If you plan on scanning a SCADA system for the first time, starting with a TCP connect scan that exits gracefully as your initial connection enumeration method is best. Limit the scan to a few interesting ports and don't hit all 65k (at first at least). After you have a few under the belt for that address range, then slowly expand. Do the fast scan ports, then, if wanted, the whole 65k. After you are comfortable with this, make sure you have people watching the equipment and have a recovery plan, then try the SYN scans. Once you have gotten past this point, you can go on to the rest of your vulnerability assessment or pen test. Scanning systems always involve risk, but it is better to happen in a controlled manner.

Many PLC vendors use TCP as their primary IP communication method to their controllers, and all of them use it for their historians, MES, and control aggregation systems. HTTP access to endpoints and ModBusIP are also becoming common.
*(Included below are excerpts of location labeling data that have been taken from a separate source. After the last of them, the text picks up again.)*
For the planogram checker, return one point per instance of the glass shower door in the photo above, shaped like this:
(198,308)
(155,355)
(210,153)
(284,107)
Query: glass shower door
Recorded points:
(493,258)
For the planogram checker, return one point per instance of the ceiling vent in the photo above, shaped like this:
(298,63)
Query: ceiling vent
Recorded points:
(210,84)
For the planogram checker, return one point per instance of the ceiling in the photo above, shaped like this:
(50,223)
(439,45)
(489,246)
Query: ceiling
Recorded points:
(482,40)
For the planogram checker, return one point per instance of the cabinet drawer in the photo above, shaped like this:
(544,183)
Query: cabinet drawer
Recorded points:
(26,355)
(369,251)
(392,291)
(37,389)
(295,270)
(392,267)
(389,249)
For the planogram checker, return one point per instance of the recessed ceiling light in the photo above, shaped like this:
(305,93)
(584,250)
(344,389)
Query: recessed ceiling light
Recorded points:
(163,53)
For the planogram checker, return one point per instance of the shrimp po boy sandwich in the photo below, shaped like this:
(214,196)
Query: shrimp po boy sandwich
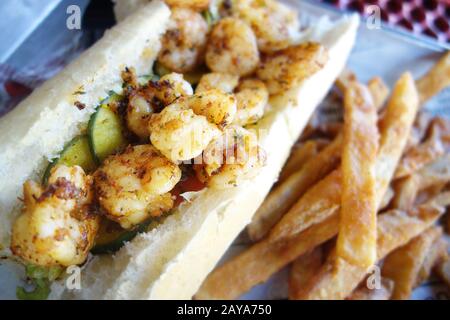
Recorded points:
(142,161)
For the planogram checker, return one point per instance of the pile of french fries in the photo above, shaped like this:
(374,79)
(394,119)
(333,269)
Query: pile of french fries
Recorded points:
(359,211)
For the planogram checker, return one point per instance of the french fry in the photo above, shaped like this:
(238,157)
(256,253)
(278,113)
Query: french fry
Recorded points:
(382,293)
(286,194)
(442,199)
(337,278)
(403,265)
(266,257)
(419,130)
(406,190)
(420,155)
(435,174)
(435,255)
(263,259)
(345,79)
(443,271)
(388,196)
(379,92)
(317,203)
(300,156)
(303,269)
(356,240)
(436,79)
(395,128)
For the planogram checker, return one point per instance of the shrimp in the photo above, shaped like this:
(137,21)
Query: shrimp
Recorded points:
(138,113)
(56,226)
(232,48)
(134,186)
(184,42)
(146,100)
(231,159)
(275,25)
(252,98)
(180,134)
(170,87)
(197,5)
(287,68)
(216,80)
(218,107)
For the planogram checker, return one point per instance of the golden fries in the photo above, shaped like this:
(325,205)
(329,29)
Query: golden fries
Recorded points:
(382,293)
(403,265)
(356,241)
(435,174)
(260,261)
(422,154)
(443,271)
(436,79)
(303,269)
(337,279)
(286,194)
(388,196)
(321,201)
(435,255)
(397,123)
(345,79)
(394,130)
(379,91)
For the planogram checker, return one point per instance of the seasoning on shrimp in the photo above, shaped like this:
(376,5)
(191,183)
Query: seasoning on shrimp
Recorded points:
(184,42)
(232,48)
(287,68)
(135,185)
(56,226)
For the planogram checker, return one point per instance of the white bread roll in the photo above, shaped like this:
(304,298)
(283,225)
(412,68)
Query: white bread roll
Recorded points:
(38,128)
(171,261)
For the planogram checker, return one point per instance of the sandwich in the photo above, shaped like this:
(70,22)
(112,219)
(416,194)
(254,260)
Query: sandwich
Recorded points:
(141,162)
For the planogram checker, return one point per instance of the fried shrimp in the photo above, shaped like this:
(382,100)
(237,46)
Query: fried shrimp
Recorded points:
(218,107)
(56,227)
(170,87)
(184,42)
(275,25)
(216,80)
(252,98)
(148,99)
(232,48)
(139,110)
(287,68)
(135,185)
(231,159)
(180,134)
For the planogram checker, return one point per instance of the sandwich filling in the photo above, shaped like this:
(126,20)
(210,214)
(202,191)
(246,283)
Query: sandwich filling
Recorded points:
(186,127)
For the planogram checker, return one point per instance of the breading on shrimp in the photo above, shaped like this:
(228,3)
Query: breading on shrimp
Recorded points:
(252,98)
(135,185)
(170,87)
(216,80)
(148,99)
(275,25)
(231,159)
(232,48)
(217,106)
(184,42)
(56,226)
(180,134)
(287,68)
It is crucial to block access to the TCP port used as the primary PLC communication protocol at the point closest to the controllers possible. ACLs are acceptable if actual firewalls are not available. For vendors that use standard ports such as Telnet, HTTP, or RPC, this can be somewhat more difficult to do. Take advantage of point-to-point and point-to-multipoint (subnet) rules. The key is to not allow access to the PLCs from an uncontrolled network. Access to the historians and central control systems should be controlled primarily on a white list basis. For large engagements such as regional operation centers, it is often possible to isolate both the central and the local subnets and connect them via VPN tunnels. If you are doing this, it is best to isolate remote sites from each other.
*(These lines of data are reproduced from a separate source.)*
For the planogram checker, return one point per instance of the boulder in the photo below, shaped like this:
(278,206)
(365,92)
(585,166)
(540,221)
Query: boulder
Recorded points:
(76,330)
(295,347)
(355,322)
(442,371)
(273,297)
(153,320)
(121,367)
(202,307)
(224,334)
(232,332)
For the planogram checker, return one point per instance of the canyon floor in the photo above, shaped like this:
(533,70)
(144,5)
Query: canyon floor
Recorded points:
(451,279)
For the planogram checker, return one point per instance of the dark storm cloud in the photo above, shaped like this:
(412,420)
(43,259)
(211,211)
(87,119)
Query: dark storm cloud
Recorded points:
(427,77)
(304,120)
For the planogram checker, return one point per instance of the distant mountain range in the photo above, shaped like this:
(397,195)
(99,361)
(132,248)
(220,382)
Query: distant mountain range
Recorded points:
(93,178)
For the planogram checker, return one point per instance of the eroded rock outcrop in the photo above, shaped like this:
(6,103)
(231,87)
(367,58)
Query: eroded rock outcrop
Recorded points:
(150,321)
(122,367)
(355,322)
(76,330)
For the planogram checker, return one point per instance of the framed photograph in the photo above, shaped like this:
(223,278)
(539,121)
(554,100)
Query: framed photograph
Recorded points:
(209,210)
UDP, on the other hand, is a connectionless protocol that does not provide a guarantee of delivery. However, it is faster and more efficient than TCP, making it ideal for applications that can tolerate some data loss, such as video streaming or online gaming. While UDP may not be suitable for some control applications, it is still used for some SCADA protocols, such as ModBusUDP. ModBusUDP is an open-source SCADA protocol that is widely used in industrial control systems. It has a simple structure and is easy to implement, making it a popular choice for small-scale applications.

It is essential to understand that scanning is just one aspect of a comprehensive security strategy. In addition to scanning, organizations should implement other security measures, such as firewalls, intrusion detection systems, and antivirus software, to protect against cyber-attacks. It is also important to keep software and firmware up-to-date to ensure that vulnerabilities are addressed promptly.
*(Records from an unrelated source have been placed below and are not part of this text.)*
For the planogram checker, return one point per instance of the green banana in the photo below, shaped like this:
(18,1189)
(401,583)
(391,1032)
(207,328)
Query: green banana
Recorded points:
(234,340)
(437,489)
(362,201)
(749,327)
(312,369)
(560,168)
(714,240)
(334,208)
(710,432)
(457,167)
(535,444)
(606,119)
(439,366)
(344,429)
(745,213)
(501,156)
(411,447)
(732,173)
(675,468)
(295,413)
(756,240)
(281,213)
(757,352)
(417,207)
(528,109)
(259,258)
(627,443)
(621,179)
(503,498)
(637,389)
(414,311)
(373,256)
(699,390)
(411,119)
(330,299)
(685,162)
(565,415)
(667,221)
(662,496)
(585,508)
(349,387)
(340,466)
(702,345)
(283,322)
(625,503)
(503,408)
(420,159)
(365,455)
In conclusion, PCN and SCADA systems are critical infrastructures that must be protected against cyber-attacks. Scanning is an essential step in identifying and inventorying the security of these systems. Layer 4, the transport layer, is critical, as it is where actual connectivity to the applications and logic of the controllers takes place. TCP and UDP are the most commonly used protocols at this layer, and both have their strengths and weaknesses. Organizations should take a comprehensive approach to security that includes scanning, firewalls, intrusion detection systems, and antivirus software, as well as keeping software and firmware up-to-date. With the right security measures in place, organizations can protect their PCN and SCADA systems from cyber-attacks and ensure the safety and integrity of their critical infrastructure.